Time: 39:44 (6 minute PR!!)
Place: 59 out of 2637 Overall, 9 out of 151 AG (Stupid hard age group)
Pace: 6:24 / mile
Distance: 6.2 miles
Average Heart Rate: 205 BPM (!!!)
I've ran the Mesa 10K Turkey Trot for the last 3 years. In fact, it is the ONLY 10K I've ever ran in my life. So, to say that it is my favorite 10K is a bit like saying that I love not having boobs. It is all that I've ever known!
Unfortunately, the day started a bit ill-timed. Either my wife or I (my wife) thought that the race started at 7:30 instead of when it actually started - 9:00. Fortunately, I saw that before I got to the race that early. Unfortunately, I still dressed like it would have been 7:30 so got pretty hot during the race. But, even though we had an extra 90 minutes we still got to the race a LOT later than I like to get there. So, after far too many swear words said by me, my wife dropped me off close to the start and parked the car on her own.
Swearing/parking issues aside, I was able to get signed up minutes before the race started.
I'm always amazed at the number of people turkey-trotting
While I don't run 10Ks (at all really) when I do I try to break it into three, two mile sections. It seems like running 13 minutes at a time is a much more manageable than trying to wrap my head around the full 6.2 mile run.
Mile 1-2: Feeling good (6:25 / 6:31)
After I chatted with RunningLaur for 2 minutes and handed off my free race shirt to my wife, I jogged to the front of the race. I've found that as I've picked up my speed I continuously underestimate where I should place myself at the start of races. So, I've started to weasel my way to the front as much as possible. This time I was around the 3rd row.
Just like any other race, these first miles were a bit of a blur. I do remember passing a bunch of people but also getting passed by a few people - two of which were wearing vibrams and one guy who was pushing a DOUBLE stroller. Nothing like a dude passing you while pushing an extra 50 pounds to keep your ego in check. I get it dude - you're better than me.....and your junk is probably bigger than mine.
Mile 3-4: This suuuuuucks (6:32 / 6:28)
Just like during 5Ks, the middle portion of the race SUCKED. I wasn't yet halfway done but my legs were already starting to burn and my breathing was labored.
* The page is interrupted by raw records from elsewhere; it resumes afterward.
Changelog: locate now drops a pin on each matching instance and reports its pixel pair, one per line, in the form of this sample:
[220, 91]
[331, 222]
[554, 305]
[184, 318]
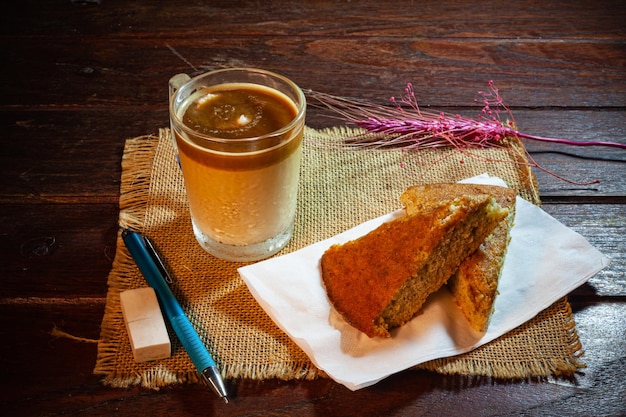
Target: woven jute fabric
[339, 188]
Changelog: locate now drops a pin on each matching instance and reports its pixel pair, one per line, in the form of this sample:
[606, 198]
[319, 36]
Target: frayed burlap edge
[501, 367]
[137, 164]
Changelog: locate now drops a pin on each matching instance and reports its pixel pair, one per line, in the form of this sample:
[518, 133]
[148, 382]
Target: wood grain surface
[80, 77]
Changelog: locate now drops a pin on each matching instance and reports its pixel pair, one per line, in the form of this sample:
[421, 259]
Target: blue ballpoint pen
[156, 275]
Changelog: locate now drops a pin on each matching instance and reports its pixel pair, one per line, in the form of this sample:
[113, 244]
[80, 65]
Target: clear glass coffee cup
[238, 133]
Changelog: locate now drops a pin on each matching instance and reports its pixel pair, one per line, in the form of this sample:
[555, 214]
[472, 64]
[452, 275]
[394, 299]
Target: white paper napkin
[545, 261]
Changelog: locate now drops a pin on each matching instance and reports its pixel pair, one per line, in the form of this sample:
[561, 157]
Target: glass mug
[238, 133]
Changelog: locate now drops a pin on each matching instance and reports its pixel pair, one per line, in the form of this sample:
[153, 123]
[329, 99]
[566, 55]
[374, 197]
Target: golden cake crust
[363, 276]
[475, 284]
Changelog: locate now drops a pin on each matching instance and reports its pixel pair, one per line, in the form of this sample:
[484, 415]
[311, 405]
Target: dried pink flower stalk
[407, 126]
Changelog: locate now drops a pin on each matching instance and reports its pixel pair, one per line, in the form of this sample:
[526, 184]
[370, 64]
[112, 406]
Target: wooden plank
[74, 155]
[117, 71]
[37, 360]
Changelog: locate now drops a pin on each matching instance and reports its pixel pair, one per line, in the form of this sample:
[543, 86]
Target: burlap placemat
[339, 189]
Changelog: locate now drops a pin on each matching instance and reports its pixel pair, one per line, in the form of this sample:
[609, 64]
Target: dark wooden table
[82, 77]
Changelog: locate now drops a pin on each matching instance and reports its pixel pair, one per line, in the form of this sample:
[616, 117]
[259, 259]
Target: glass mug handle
[175, 83]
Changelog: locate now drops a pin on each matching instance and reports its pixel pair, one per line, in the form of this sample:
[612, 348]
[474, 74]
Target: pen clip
[157, 260]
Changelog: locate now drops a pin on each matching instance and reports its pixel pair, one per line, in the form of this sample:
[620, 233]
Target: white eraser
[144, 322]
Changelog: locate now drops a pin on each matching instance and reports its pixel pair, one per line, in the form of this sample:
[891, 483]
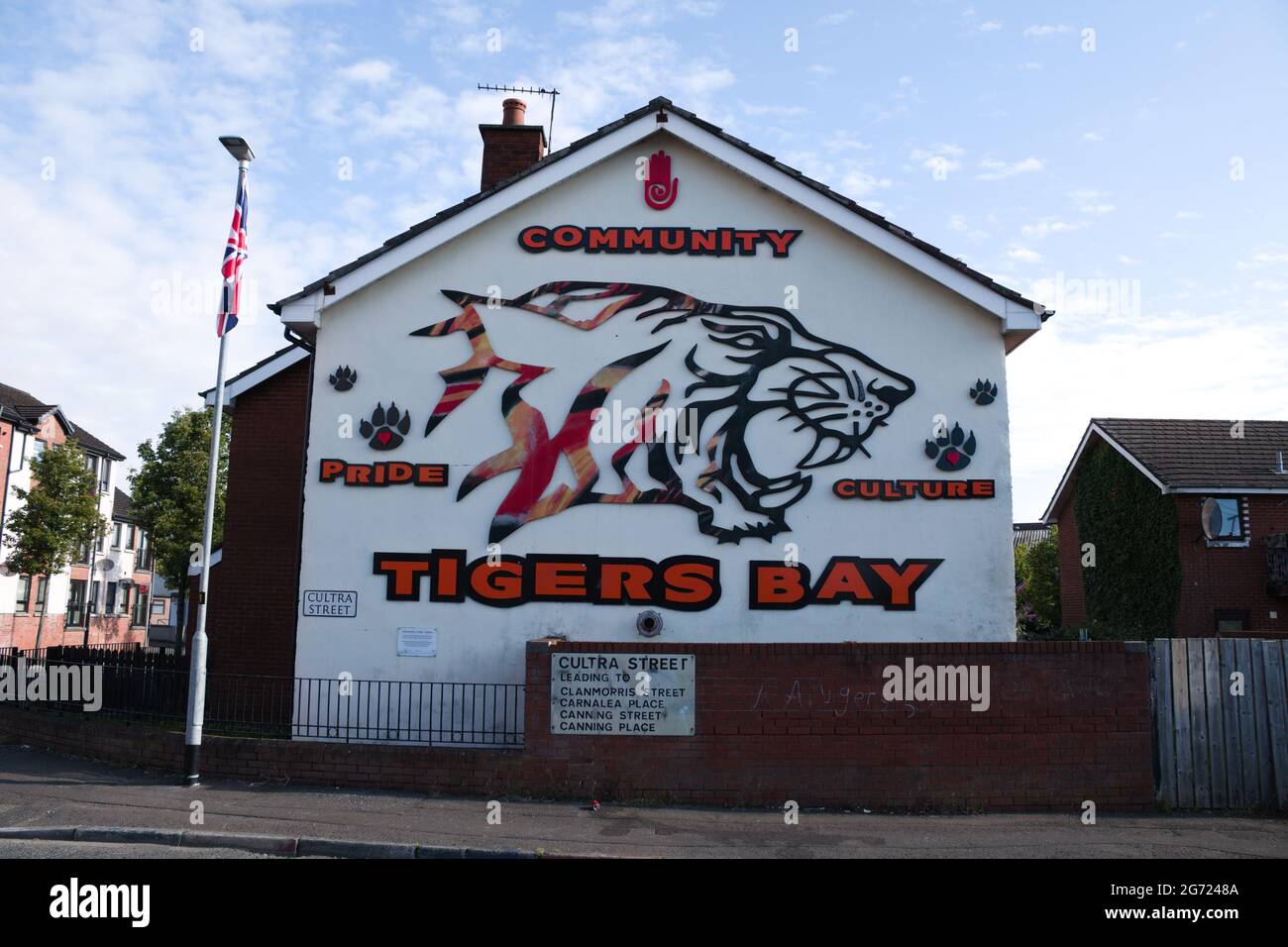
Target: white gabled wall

I tried to remember some of the breathing techniques that we learned during one of our seemingly 15 baby classes but all that served to do was get me strange looks. That said, I only slowed down a touch so there must be something to my constant lamaze breathing. Hee Hee Hooooooo.
Mile 5-6: Holy sh*t, I'm still on pace for sub 40 (6:34 / 6:15)
It was around mile 5 that I calculated in my oxygen deprived little brain that I could indeed
kick Mario Lopez ass on dancing with the stars break 40 minutes if I held on to a 6:40 pace. I was starting to get over the hump of hating life (miles 3-4) and really thought that I could actually hold that pace. I know that I grunted and grimaced, but ultimately I was able to keep chugging along and keep the pace to put me at where I needed to be to run a sub 40 minute 10K.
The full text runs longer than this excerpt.